Before we proceed, let’s define a couple of functions that compute \(\hat{\theta}\) and matrix \(\hat{A}\) for the non-linear hypotheses (the Jacobian matrix); see Assumption A5 in the lecture notes for details.
theta <- function(a, type = c("single", "multiple")) {
type <- match.arg(type)
if (type == "single") {
return(c(a[1] * a[2] + a[3]))
}
if (type == "multiple") {
return(c(a[1]*a[2] + a[3], a[2]^2 - 3))
}
stop("Unrecognized type. Use 'single' or 'multiple'.")
}
A_jacobian <- function(a, type = c("single", "multiple")) {
type <- match.arg(type)
if (type == "single") {
return(c(a[2], a[1], 1))
}
if (type == "multiple") {
A <- c(a[2], a[1], 1, 0, 2 * a[2], 0 )
return(matrix(A, nrow = 3, ncol = 2, byrow = FALSE))
}
stop("Unrecognized type. Use 'single' or 'multiple'.")
}
Let’s calculate the Wald statistic for the first non-linear hypothesis \(H_0: \beta_0\beta_1+\beta=0\).
theta_hat_1 <- theta(coef(fitModel), type = "single")
Ahat_1 <- A_jacobian(coef(fitModel), type = "single")
Wald_1 <- t(theta_hat_1) %*% solve(t(Ahat_1) %*% Vhat %*% Ahat_1) %*% theta_hat_1
Wald_1
## [,1]
## [1,] 0.4860079
To compute the p-value, we need to know the degrees of freedom. In this case, we have one restriction, so the degrees of freedom is 1.

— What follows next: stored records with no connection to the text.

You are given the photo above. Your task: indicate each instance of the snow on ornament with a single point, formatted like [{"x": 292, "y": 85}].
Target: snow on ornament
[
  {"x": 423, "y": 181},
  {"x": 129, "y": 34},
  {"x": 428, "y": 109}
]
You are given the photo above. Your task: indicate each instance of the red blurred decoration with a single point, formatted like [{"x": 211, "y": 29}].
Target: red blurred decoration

p_value_1 <- pchisq(Wald_1, df = 1, lower.tail = FALSE)
p_value_1
## [,1]
## [1,] 0.4857135
Suppose we wanted to test the second non-linear hypothesis at a significance level of \(\alpha = 0.05\). We can compare the p-value with \(\alpha\) to decide whether to reject or not the null hypothesis. In this case, we have that the p-value is not smaller than \(\alpha\), so we cannot reject the null hypothesis.
Now, let’s calculate the Wald statistic for the second non-linear hypothesis \(H_0: \beta_0\beta_1+\beta_2=0,\:\beta_1^2=3\).
theta_hat_2 <- theta(coef(fitModel), type = "multiple")
Ahat_2 <- A_jacobian(coef(fitModel), type = "multiple")
Wald_2 <- t(theta_hat_2) %*% solve(t(Ahat_2) %*% Vhat %*% Ahat_2) %*% theta_hat_2
Wald_2
## [,1]
## [1,] 104.233
To compute the p-value, we need to know the degrees of freedom. In this case, we have two restrictions, so the degrees of freedom is 2.
p_value_2 <- pchisq(Wald_2, df = 2, lower.tail = FALSE)
p_value_2
## [,1]
## [1,] 2.323185e-23
Suppose we wanted to test the second non-linear hypothesis at a significance level of \(\alpha = 0.05\). We can compare the p-value with \(\alpha\) to decide whether to reject or not the null hypothesis. In this case, we have that the p-value is smaller, so we reject the null hypothesis.